Cannot recover yet, some non-current nodes have LGE behind
Hi,
I'm seeing startup.log throwing the below error. Due to the urgency, the cluster was restored using LGE.
a) Under what scenario do we see the below message and what should be the ideal troubleshooting steps to perform?
b) Was restoring LGE the right thing to do or was there a better solution than this?
tail -f startup.log
_________________________________________________________________________________________________"stage" : "Plan Recovery",
"text" : "Cannot recover yet, some non-current nodes: node0002: LGE is behind: 214191296 instead of 214199608: ",
"timestamp" : "2020-11-09 05:03:58.447"
}
{ "node" : "node0002", "stage" : "Plan Recovery", "text" : "Cannot recover yet, some non-current nodes: node0002: LGE is behind: 214191296 instead of 214199608: ", "timestamp" : "2020-11-09 05:04:03.448" }
Best Answers
-
Nimmi_gupta - Select Field - Employee
@karthik
The message LGE is behind: 214191296 instead of 214199608, indicating there are some projections holding epoch 214191296 and
some projections holding epoch 214199608.
[1]
Run the below query to Identify impacted projections
SELECT e.node_name, t.table_schema, t.table_name, e.projection_schema, e.projection_name, checkpoint_epoch FROM projection_checkpoint_epochs e, projections p, tables t WHERE e.projection_id = p.projection_id and p.anchor_table_id = t.table_id and is_behind_ahm ;
[2]
Once you find the projections and decided to bring the DB up from higher epoch you need to run abortrecovery on those projection.

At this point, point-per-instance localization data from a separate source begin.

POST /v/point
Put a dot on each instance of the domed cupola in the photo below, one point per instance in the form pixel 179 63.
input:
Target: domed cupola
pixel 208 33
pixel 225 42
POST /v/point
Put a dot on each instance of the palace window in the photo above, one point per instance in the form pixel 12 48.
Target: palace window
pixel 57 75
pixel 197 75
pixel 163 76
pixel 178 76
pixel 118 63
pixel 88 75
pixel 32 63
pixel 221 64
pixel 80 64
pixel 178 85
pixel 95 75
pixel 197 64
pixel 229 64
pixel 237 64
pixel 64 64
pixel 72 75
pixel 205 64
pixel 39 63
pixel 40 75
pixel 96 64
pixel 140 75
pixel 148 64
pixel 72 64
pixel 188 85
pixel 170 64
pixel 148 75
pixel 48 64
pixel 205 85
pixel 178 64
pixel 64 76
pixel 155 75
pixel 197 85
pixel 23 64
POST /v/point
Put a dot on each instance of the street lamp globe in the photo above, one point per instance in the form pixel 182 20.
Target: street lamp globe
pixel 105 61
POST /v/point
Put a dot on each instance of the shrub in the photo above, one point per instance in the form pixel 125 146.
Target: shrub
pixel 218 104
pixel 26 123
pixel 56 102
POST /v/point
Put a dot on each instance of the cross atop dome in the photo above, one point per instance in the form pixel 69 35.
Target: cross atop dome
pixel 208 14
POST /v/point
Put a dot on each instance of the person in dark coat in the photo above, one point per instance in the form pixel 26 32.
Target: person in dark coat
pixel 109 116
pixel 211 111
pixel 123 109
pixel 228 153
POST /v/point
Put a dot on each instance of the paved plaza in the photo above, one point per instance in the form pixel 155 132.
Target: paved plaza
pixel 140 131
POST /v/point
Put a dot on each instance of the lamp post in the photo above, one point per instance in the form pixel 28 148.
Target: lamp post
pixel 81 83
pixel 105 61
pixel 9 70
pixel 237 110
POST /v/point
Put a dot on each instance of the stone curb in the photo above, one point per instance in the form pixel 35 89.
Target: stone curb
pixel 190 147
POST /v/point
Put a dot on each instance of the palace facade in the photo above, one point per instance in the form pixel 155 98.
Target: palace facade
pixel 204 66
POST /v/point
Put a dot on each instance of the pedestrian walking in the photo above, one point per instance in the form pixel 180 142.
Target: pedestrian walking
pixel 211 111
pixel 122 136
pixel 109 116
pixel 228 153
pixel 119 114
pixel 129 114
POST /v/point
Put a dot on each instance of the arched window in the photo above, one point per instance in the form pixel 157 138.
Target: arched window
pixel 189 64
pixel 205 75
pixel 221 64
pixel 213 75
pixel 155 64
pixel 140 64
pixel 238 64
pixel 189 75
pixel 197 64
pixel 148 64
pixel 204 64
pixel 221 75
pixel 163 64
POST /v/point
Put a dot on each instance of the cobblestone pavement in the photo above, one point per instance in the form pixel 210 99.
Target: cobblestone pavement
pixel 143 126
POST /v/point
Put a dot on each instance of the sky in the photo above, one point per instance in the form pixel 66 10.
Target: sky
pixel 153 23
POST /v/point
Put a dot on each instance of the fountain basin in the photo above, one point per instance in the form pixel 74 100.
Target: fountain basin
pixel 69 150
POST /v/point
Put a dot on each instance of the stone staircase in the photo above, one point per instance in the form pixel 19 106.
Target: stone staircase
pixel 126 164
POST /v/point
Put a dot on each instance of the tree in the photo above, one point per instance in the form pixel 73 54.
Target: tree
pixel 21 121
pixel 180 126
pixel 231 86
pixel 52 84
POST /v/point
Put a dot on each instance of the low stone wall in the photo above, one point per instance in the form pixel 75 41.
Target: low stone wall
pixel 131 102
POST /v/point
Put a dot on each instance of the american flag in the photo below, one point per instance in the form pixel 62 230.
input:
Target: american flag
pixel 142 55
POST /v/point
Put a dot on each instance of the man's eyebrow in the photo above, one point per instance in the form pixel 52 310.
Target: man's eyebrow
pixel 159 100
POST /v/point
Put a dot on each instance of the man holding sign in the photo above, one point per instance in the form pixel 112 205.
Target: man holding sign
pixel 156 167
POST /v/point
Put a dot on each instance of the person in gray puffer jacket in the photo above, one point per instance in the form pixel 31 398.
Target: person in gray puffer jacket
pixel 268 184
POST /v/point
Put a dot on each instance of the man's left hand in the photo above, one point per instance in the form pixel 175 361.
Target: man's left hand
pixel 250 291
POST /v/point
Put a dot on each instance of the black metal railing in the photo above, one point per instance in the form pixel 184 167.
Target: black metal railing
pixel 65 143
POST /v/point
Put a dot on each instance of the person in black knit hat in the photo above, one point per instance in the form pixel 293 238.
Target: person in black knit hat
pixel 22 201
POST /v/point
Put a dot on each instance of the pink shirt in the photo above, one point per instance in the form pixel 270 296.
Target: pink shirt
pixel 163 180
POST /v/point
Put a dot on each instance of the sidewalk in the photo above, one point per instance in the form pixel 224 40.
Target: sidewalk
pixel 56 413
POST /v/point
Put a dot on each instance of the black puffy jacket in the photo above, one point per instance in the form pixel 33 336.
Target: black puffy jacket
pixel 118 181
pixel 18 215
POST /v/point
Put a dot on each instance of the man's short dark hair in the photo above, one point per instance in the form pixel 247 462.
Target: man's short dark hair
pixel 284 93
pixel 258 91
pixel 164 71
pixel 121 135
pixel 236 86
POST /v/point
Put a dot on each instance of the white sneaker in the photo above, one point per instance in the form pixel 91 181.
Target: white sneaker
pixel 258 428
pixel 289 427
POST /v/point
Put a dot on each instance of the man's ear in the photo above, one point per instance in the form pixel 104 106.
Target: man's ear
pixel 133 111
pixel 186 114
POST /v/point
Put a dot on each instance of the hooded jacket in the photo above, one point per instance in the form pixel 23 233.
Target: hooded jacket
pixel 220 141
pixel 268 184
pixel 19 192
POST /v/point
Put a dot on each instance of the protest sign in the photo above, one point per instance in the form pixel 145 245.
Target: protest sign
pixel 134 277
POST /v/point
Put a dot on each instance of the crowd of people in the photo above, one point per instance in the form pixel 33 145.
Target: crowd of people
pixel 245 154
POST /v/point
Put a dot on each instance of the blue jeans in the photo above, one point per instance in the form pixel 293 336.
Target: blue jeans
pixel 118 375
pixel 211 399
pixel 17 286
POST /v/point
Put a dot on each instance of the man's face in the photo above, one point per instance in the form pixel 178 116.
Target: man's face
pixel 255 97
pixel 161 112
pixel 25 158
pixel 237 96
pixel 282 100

You can use the below query and that will create the abort command.
select 'select do_tm_task('||'''abortrecovery'''||','||''''||projection_schema||'.'|| projection_name ||''');' as command from (select distinct projection_schema, projection_name from v_catalog.projection_checkpoint_epochs
where checkpoint_epoch = ) as v1;5
Answers
@karthik : Please open a support case. since we need to review logs to perform the RCA.
Thanks Sruthi. Will submit one